Fabrice Legros - Il me semble que l’enjeu principal réside dans la qualité de la relation qui s’établit entre le designer et les équipes. De cette relation va dépendre la qualité de la création, les mots utilisés dans le brief pour exprimer les besoins de la marque, et leur bonne compréhension par le designer. Un mot mal choisi par l’équipe marketing, ou mal interprété par le designer, peut-être un vrai piège. Il est donc important de bien communiquer pour éviter ce type de surprises.

Évidemment, plus le brief est complet, plus la création est évidente. Parfois, un board est préférable, car les images permettent d’entrer dans un univers tout en laissant une marge plus grande à l’imagination.

À ce niveau aussi la création du flacon d’Omnia pour Bulgari reste un grand souvenir. Pour la première fois on nous a donné carte blanche. Cela nous a obligé à reprendre tout l’ADN de la marque, et sur cette base solide nous avons pu laisser aller notre imagination. Très curieusement, cela n’a pas abouti à une multitude d’idées mais à un projet qui a tout de suite emporté l’enthousiasme du client.

Premium Beauty News - N’est-ce pas justement tout le talent du designer : savoir s’imprégner de l’esprit d’une marque avant d’innover ?

Fabrice Legros - Je crois que c’est effectivement l’essence du métier. Il y a beaucoup de designers qui se prennent pour des artistes. Je crois au contraire que ce métier est très différent du métier d’artiste.

Un designer doit se mettre au service d’une marque, des codes de cette marque, il doit s’adapter et adapter son style à la marque.
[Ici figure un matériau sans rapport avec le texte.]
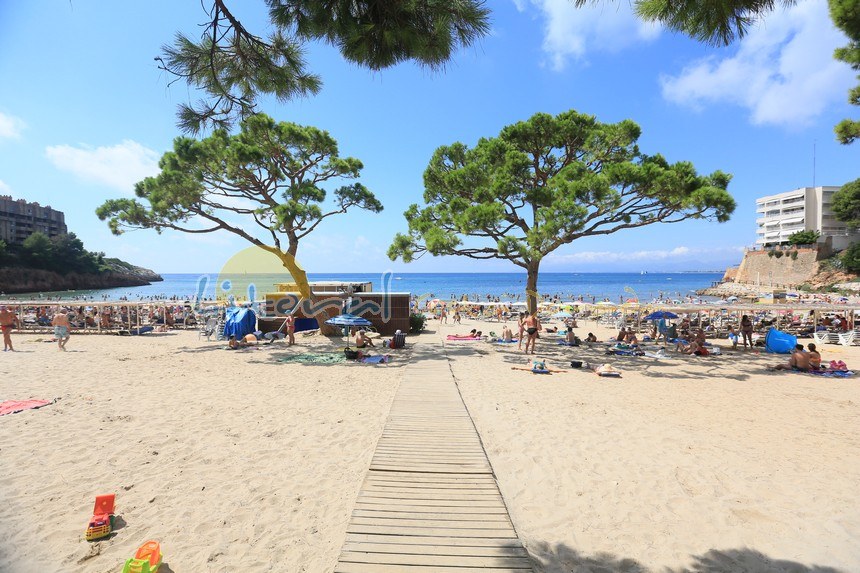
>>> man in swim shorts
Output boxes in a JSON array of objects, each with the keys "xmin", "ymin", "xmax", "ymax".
[
  {"xmin": 51, "ymin": 310, "xmax": 72, "ymax": 352},
  {"xmin": 0, "ymin": 306, "xmax": 18, "ymax": 352},
  {"xmin": 523, "ymin": 311, "xmax": 542, "ymax": 354}
]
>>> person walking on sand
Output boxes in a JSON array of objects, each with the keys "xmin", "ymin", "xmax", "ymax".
[
  {"xmin": 51, "ymin": 310, "xmax": 72, "ymax": 352},
  {"xmin": 741, "ymin": 314, "xmax": 754, "ymax": 348},
  {"xmin": 284, "ymin": 313, "xmax": 296, "ymax": 346},
  {"xmin": 523, "ymin": 311, "xmax": 542, "ymax": 354},
  {"xmin": 517, "ymin": 312, "xmax": 526, "ymax": 350},
  {"xmin": 0, "ymin": 306, "xmax": 18, "ymax": 352}
]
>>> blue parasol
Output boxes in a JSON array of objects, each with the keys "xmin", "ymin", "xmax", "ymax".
[
  {"xmin": 644, "ymin": 310, "xmax": 678, "ymax": 320},
  {"xmin": 325, "ymin": 313, "xmax": 372, "ymax": 327},
  {"xmin": 325, "ymin": 312, "xmax": 373, "ymax": 348}
]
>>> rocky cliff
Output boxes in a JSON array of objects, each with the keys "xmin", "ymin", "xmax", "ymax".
[{"xmin": 0, "ymin": 261, "xmax": 163, "ymax": 294}]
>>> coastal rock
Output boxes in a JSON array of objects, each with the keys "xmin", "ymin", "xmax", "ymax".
[
  {"xmin": 0, "ymin": 267, "xmax": 163, "ymax": 294},
  {"xmin": 103, "ymin": 259, "xmax": 164, "ymax": 286}
]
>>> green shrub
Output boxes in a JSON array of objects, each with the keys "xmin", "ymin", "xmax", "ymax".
[
  {"xmin": 409, "ymin": 313, "xmax": 427, "ymax": 334},
  {"xmin": 788, "ymin": 231, "xmax": 821, "ymax": 245},
  {"xmin": 840, "ymin": 243, "xmax": 860, "ymax": 273}
]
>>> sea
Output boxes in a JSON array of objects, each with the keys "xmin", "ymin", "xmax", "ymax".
[{"xmin": 2, "ymin": 272, "xmax": 723, "ymax": 302}]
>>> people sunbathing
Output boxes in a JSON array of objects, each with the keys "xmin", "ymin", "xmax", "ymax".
[
  {"xmin": 771, "ymin": 344, "xmax": 821, "ymax": 372},
  {"xmin": 355, "ymin": 330, "xmax": 375, "ymax": 348}
]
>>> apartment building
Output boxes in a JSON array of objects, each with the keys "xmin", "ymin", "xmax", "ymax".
[
  {"xmin": 0, "ymin": 195, "xmax": 68, "ymax": 245},
  {"xmin": 755, "ymin": 187, "xmax": 860, "ymax": 251}
]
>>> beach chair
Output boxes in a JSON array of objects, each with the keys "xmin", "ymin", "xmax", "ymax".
[
  {"xmin": 837, "ymin": 330, "xmax": 856, "ymax": 346},
  {"xmin": 86, "ymin": 493, "xmax": 116, "ymax": 541},
  {"xmin": 812, "ymin": 330, "xmax": 831, "ymax": 346},
  {"xmin": 197, "ymin": 317, "xmax": 218, "ymax": 340}
]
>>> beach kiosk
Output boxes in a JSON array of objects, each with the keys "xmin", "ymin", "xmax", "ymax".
[{"xmin": 258, "ymin": 281, "xmax": 411, "ymax": 336}]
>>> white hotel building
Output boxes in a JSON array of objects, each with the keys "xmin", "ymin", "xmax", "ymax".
[{"xmin": 755, "ymin": 187, "xmax": 860, "ymax": 251}]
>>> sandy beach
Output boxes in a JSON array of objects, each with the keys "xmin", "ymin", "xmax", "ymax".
[{"xmin": 0, "ymin": 321, "xmax": 860, "ymax": 573}]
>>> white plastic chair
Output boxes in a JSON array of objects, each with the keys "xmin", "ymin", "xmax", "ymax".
[
  {"xmin": 812, "ymin": 330, "xmax": 830, "ymax": 346},
  {"xmin": 839, "ymin": 330, "xmax": 855, "ymax": 346},
  {"xmin": 197, "ymin": 318, "xmax": 218, "ymax": 340}
]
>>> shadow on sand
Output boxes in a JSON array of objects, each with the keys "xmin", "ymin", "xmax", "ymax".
[{"xmin": 528, "ymin": 542, "xmax": 849, "ymax": 573}]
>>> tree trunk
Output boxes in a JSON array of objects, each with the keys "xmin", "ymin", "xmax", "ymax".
[{"xmin": 526, "ymin": 261, "xmax": 540, "ymax": 314}]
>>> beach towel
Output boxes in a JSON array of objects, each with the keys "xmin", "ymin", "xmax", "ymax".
[
  {"xmin": 278, "ymin": 352, "xmax": 346, "ymax": 364},
  {"xmin": 0, "ymin": 400, "xmax": 54, "ymax": 416},
  {"xmin": 808, "ymin": 370, "xmax": 854, "ymax": 378},
  {"xmin": 645, "ymin": 349, "xmax": 672, "ymax": 360},
  {"xmin": 594, "ymin": 364, "xmax": 621, "ymax": 378}
]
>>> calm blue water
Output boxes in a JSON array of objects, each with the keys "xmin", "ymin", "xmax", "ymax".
[{"xmin": 4, "ymin": 272, "xmax": 722, "ymax": 302}]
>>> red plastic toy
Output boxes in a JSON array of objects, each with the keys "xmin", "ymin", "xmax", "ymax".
[{"xmin": 87, "ymin": 493, "xmax": 116, "ymax": 541}]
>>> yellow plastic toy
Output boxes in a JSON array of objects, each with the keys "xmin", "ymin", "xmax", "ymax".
[
  {"xmin": 122, "ymin": 541, "xmax": 162, "ymax": 573},
  {"xmin": 87, "ymin": 493, "xmax": 116, "ymax": 541}
]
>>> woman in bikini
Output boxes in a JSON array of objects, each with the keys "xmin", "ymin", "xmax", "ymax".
[
  {"xmin": 523, "ymin": 311, "xmax": 541, "ymax": 354},
  {"xmin": 741, "ymin": 314, "xmax": 753, "ymax": 348}
]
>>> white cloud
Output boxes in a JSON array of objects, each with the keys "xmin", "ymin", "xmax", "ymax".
[
  {"xmin": 45, "ymin": 139, "xmax": 158, "ymax": 194},
  {"xmin": 513, "ymin": 0, "xmax": 660, "ymax": 71},
  {"xmin": 544, "ymin": 247, "xmax": 744, "ymax": 265},
  {"xmin": 0, "ymin": 113, "xmax": 27, "ymax": 139},
  {"xmin": 660, "ymin": 0, "xmax": 854, "ymax": 126}
]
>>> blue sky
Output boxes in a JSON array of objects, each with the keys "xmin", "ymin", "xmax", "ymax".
[{"xmin": 0, "ymin": 0, "xmax": 860, "ymax": 273}]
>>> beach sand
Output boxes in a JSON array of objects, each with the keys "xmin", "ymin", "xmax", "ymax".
[
  {"xmin": 442, "ymin": 323, "xmax": 860, "ymax": 573},
  {"xmin": 0, "ymin": 321, "xmax": 860, "ymax": 573},
  {"xmin": 0, "ymin": 331, "xmax": 404, "ymax": 573}
]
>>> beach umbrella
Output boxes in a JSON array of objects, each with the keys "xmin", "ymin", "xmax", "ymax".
[
  {"xmin": 645, "ymin": 310, "xmax": 678, "ymax": 320},
  {"xmin": 325, "ymin": 312, "xmax": 373, "ymax": 348}
]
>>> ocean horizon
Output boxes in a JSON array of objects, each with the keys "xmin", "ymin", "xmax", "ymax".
[{"xmin": 3, "ymin": 271, "xmax": 723, "ymax": 301}]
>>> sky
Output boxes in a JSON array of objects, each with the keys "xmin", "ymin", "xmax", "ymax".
[{"xmin": 0, "ymin": 0, "xmax": 860, "ymax": 273}]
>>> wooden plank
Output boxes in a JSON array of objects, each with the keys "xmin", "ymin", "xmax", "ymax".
[
  {"xmin": 353, "ymin": 502, "xmax": 508, "ymax": 518},
  {"xmin": 340, "ymin": 551, "xmax": 531, "ymax": 569},
  {"xmin": 364, "ymin": 481, "xmax": 496, "ymax": 491},
  {"xmin": 356, "ymin": 495, "xmax": 505, "ymax": 509},
  {"xmin": 350, "ymin": 516, "xmax": 513, "ymax": 531},
  {"xmin": 364, "ymin": 487, "xmax": 499, "ymax": 499},
  {"xmin": 334, "ymin": 563, "xmax": 531, "ymax": 573},
  {"xmin": 346, "ymin": 523, "xmax": 516, "ymax": 539},
  {"xmin": 346, "ymin": 532, "xmax": 523, "ymax": 547},
  {"xmin": 335, "ymin": 358, "xmax": 532, "ymax": 573},
  {"xmin": 361, "ymin": 489, "xmax": 502, "ymax": 502},
  {"xmin": 365, "ymin": 471, "xmax": 496, "ymax": 487},
  {"xmin": 343, "ymin": 541, "xmax": 528, "ymax": 557},
  {"xmin": 352, "ymin": 508, "xmax": 511, "ymax": 525}
]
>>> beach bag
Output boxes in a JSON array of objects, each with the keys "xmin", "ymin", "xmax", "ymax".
[{"xmin": 343, "ymin": 348, "xmax": 359, "ymax": 360}]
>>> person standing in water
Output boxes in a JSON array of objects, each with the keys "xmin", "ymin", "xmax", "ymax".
[
  {"xmin": 51, "ymin": 310, "xmax": 72, "ymax": 352},
  {"xmin": 523, "ymin": 311, "xmax": 541, "ymax": 354},
  {"xmin": 0, "ymin": 306, "xmax": 18, "ymax": 352}
]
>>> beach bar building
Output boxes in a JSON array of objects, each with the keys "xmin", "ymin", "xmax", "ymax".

Ça ne veut pas dire qu’il ne peut pas avoir de sensibilité artistique propre, mais il doit être capable de l’intégrer dans les codes de la marque. Ça veut dire maîtriser les codes du baroque quand la marque le demande, et au contraire savoir être minimaliste pour les marques qui l’exigent.

Travailler pour des marques, c’est très différent d’une activité de design d’auteur, qui produit des objets personnels. Il faut savoir adapter son expression créative à l’identité de ses clients. Et entrer dans l’ADN d’une marque est encore plus essentiel lorsqu’il s’agit d’une marque de créateur avec une forte personnalité. Je pense notamment au travail réalisé pour les flacons des lignes Boudoir et Libertine de Vivienne Westwood.
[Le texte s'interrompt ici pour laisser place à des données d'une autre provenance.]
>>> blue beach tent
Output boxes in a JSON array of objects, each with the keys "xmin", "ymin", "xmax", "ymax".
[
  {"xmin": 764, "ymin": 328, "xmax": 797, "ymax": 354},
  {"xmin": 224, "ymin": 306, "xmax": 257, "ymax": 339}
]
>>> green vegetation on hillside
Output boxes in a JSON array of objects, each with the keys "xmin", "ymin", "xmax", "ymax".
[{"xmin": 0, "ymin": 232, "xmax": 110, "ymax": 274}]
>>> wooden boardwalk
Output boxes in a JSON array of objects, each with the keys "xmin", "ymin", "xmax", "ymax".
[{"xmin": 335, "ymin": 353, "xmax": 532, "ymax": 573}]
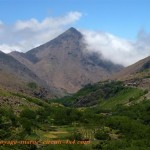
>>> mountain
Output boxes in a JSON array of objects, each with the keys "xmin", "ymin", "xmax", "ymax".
[
  {"xmin": 10, "ymin": 28, "xmax": 122, "ymax": 93},
  {"xmin": 112, "ymin": 56, "xmax": 150, "ymax": 94},
  {"xmin": 0, "ymin": 51, "xmax": 54, "ymax": 96},
  {"xmin": 113, "ymin": 56, "xmax": 150, "ymax": 80}
]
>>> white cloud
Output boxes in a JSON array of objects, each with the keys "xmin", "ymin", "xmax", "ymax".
[
  {"xmin": 0, "ymin": 11, "xmax": 150, "ymax": 66},
  {"xmin": 81, "ymin": 30, "xmax": 150, "ymax": 66},
  {"xmin": 0, "ymin": 11, "xmax": 82, "ymax": 53}
]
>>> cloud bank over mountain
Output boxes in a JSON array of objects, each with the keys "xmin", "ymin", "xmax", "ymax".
[
  {"xmin": 82, "ymin": 30, "xmax": 150, "ymax": 66},
  {"xmin": 0, "ymin": 11, "xmax": 150, "ymax": 66},
  {"xmin": 0, "ymin": 11, "xmax": 82, "ymax": 53}
]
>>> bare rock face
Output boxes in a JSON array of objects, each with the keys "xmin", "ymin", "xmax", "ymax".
[{"xmin": 10, "ymin": 28, "xmax": 122, "ymax": 93}]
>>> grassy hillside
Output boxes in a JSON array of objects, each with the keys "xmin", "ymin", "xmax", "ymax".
[{"xmin": 0, "ymin": 81, "xmax": 150, "ymax": 150}]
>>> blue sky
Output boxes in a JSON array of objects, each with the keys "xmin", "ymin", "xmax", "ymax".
[
  {"xmin": 0, "ymin": 0, "xmax": 150, "ymax": 66},
  {"xmin": 0, "ymin": 0, "xmax": 150, "ymax": 39}
]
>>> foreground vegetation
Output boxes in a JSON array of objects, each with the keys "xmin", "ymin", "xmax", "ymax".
[{"xmin": 0, "ymin": 81, "xmax": 150, "ymax": 150}]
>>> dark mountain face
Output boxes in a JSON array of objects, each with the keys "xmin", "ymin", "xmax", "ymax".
[{"xmin": 11, "ymin": 28, "xmax": 122, "ymax": 93}]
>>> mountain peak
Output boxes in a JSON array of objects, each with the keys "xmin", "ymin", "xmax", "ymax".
[{"xmin": 60, "ymin": 27, "xmax": 82, "ymax": 39}]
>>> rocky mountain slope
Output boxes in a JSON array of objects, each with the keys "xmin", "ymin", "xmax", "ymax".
[
  {"xmin": 0, "ymin": 51, "xmax": 54, "ymax": 96},
  {"xmin": 10, "ymin": 28, "xmax": 122, "ymax": 93}
]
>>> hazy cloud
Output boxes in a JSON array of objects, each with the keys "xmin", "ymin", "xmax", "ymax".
[
  {"xmin": 0, "ymin": 11, "xmax": 150, "ymax": 66},
  {"xmin": 82, "ymin": 31, "xmax": 150, "ymax": 66},
  {"xmin": 0, "ymin": 11, "xmax": 82, "ymax": 53}
]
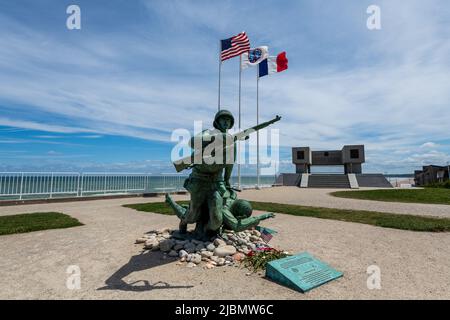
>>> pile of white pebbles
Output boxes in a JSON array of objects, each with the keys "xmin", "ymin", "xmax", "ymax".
[{"xmin": 136, "ymin": 228, "xmax": 268, "ymax": 269}]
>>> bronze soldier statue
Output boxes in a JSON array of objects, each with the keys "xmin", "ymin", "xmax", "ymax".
[{"xmin": 170, "ymin": 110, "xmax": 281, "ymax": 238}]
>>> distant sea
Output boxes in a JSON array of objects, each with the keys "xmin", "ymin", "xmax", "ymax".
[{"xmin": 0, "ymin": 173, "xmax": 275, "ymax": 200}]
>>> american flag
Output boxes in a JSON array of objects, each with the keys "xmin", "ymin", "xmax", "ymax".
[{"xmin": 220, "ymin": 32, "xmax": 250, "ymax": 61}]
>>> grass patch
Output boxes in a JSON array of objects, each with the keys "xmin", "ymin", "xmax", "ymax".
[
  {"xmin": 125, "ymin": 201, "xmax": 450, "ymax": 232},
  {"xmin": 0, "ymin": 212, "xmax": 83, "ymax": 235},
  {"xmin": 331, "ymin": 188, "xmax": 450, "ymax": 204}
]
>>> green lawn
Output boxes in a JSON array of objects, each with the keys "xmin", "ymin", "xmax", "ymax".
[
  {"xmin": 331, "ymin": 188, "xmax": 450, "ymax": 205},
  {"xmin": 0, "ymin": 212, "xmax": 83, "ymax": 235},
  {"xmin": 125, "ymin": 201, "xmax": 450, "ymax": 232}
]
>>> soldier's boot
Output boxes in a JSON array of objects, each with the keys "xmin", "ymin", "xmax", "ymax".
[{"xmin": 166, "ymin": 193, "xmax": 189, "ymax": 220}]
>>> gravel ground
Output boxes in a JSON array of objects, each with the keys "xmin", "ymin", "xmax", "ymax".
[{"xmin": 0, "ymin": 187, "xmax": 450, "ymax": 299}]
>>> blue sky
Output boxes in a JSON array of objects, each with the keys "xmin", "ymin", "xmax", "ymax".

Enfin, il faut ajouter que le design c’est aussi une expertise technique. Il ne suffit pas de faire de jolies formes. Il faut aussi savoir utiliser des matériaux en cohérence avec la forme, et savoir prendre en compte les contraintes de prix propres à chaque projet.

Premium Beauty News - À ce sujet, qu’en est-il de la contrainte écologique dans votre métier ?
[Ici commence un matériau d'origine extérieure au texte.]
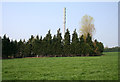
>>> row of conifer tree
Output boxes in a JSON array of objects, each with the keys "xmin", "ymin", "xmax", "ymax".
[{"xmin": 2, "ymin": 29, "xmax": 104, "ymax": 58}]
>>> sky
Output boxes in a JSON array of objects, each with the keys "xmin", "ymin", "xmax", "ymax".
[{"xmin": 2, "ymin": 2, "xmax": 118, "ymax": 47}]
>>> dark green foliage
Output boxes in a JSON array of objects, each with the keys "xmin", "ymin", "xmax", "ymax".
[
  {"xmin": 64, "ymin": 29, "xmax": 70, "ymax": 56},
  {"xmin": 2, "ymin": 29, "xmax": 104, "ymax": 58},
  {"xmin": 70, "ymin": 29, "xmax": 80, "ymax": 55},
  {"xmin": 104, "ymin": 47, "xmax": 120, "ymax": 52},
  {"xmin": 2, "ymin": 35, "xmax": 11, "ymax": 58}
]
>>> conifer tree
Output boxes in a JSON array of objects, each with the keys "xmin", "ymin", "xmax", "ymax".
[{"xmin": 71, "ymin": 29, "xmax": 80, "ymax": 55}]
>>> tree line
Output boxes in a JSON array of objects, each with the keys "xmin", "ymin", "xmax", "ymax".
[
  {"xmin": 2, "ymin": 29, "xmax": 104, "ymax": 58},
  {"xmin": 104, "ymin": 47, "xmax": 120, "ymax": 52}
]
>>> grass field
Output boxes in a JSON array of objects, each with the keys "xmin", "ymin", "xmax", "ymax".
[{"xmin": 2, "ymin": 52, "xmax": 118, "ymax": 80}]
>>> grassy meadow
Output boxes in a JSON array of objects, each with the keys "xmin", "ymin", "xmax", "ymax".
[{"xmin": 2, "ymin": 52, "xmax": 118, "ymax": 80}]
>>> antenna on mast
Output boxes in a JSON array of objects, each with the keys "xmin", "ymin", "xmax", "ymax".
[{"xmin": 63, "ymin": 7, "xmax": 66, "ymax": 36}]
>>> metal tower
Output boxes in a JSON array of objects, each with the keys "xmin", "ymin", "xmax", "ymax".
[{"xmin": 63, "ymin": 7, "xmax": 66, "ymax": 35}]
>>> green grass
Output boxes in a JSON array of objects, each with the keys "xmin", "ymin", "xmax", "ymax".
[{"xmin": 2, "ymin": 52, "xmax": 118, "ymax": 80}]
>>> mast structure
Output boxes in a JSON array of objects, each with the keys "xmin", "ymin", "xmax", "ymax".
[{"xmin": 63, "ymin": 7, "xmax": 66, "ymax": 35}]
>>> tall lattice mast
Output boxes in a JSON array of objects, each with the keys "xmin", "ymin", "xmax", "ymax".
[{"xmin": 63, "ymin": 7, "xmax": 66, "ymax": 35}]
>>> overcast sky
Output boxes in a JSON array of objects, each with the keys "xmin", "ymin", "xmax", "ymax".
[{"xmin": 2, "ymin": 2, "xmax": 118, "ymax": 47}]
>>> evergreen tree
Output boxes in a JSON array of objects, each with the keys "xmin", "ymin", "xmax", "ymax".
[
  {"xmin": 55, "ymin": 29, "xmax": 63, "ymax": 55},
  {"xmin": 2, "ymin": 35, "xmax": 11, "ymax": 58},
  {"xmin": 86, "ymin": 33, "xmax": 94, "ymax": 55},
  {"xmin": 43, "ymin": 30, "xmax": 52, "ymax": 56},
  {"xmin": 79, "ymin": 35, "xmax": 85, "ymax": 55},
  {"xmin": 71, "ymin": 29, "xmax": 80, "ymax": 55}
]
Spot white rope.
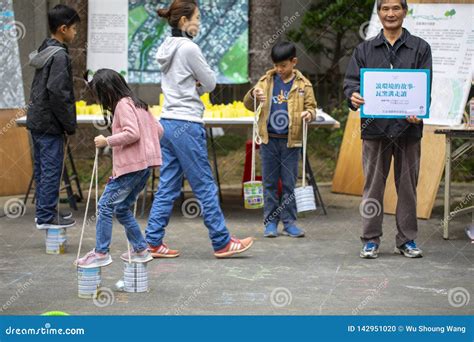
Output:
[302,119,308,188]
[74,148,99,266]
[56,136,68,223]
[127,203,140,264]
[250,94,262,182]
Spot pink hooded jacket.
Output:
[107,97,163,177]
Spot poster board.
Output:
[0,109,33,196]
[332,0,474,219]
[87,0,128,78]
[367,1,474,126]
[0,0,26,109]
[87,0,249,84]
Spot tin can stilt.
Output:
[123,262,148,292]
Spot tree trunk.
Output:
[61,0,90,100]
[249,0,281,83]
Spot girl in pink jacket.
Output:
[77,69,163,268]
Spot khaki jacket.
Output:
[244,69,316,148]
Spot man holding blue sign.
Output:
[344,0,432,259]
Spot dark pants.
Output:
[260,138,301,228]
[360,138,421,247]
[31,133,64,224]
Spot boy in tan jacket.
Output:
[244,42,316,237]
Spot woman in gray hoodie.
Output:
[146,0,253,258]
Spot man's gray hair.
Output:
[377,0,408,11]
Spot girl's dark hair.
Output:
[88,69,148,115]
[48,5,81,33]
[157,0,198,28]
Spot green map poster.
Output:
[128,0,248,84]
[0,0,26,109]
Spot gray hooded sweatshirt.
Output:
[157,37,216,123]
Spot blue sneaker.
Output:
[360,242,379,259]
[263,222,278,237]
[283,224,304,237]
[395,241,423,258]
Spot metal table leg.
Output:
[209,128,222,203]
[443,135,452,240]
[301,152,328,215]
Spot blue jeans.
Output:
[260,138,301,227]
[95,169,151,253]
[31,132,64,224]
[146,119,230,251]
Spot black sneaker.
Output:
[35,210,72,223]
[36,217,76,229]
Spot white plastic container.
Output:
[295,120,316,213]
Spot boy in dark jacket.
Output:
[26,5,80,229]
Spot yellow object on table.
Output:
[76,93,254,119]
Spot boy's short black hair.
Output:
[272,42,296,63]
[48,5,81,33]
Fabrice Legros - Nous voyons apparaître des briefs fortement orientés vers le respect de cahiers des charges environnementaux, imposant le plus souvent des matériaux recyclés ou recyclables.

Mais je dois dire que c’est une problématique très complexe pour l’univers du luxe. Car l’enjeu du luxe c’est de faire rêver, et pour cela le packaging joue un rôle essentiel. Je crois par exemple que c’est un secteur où trop pousser la recherche de réduction du poids des emballages peut vite devenir problématique sur le marché. Cela ne veut pas dire que l’univers du luxe peut s’affranchir de la contrainte environnementale, mais qu’il faudra certainement trouver des solutions qui lui soient spécifiques.

On peut imaginer, par exemple, que les flacons restent des objets précieux, et même qu’ils le deviennent de plus en plus, mais qu’on ne les jette plus. C’est le concept de la fontaine à parfum développée pour le parfum Angel de Thierry Mugler. On pourrait ainsi revenir à l’esprit initial du flacon de luxe en parfumerie : un objet de collection que l’on garde précieusement. On a un phénomène approchant, pour des raisons différentes, au Japon. Les Japonaises se parfument très peu mais adorent les très beaux flacons qu’elles placent en évidence dans leur salle de bain comme objets décoratifs de prestige.

Quoi qu’il en soit, c’est le consommateur qui enclenchera ou non ce phénomène. Aujourd’hui, les équipes marketing sont tellement proches du marché et tellement réactives que dès que cette tendance, ou une autre, s’enclenchera, la réponse des marques sera très rapide.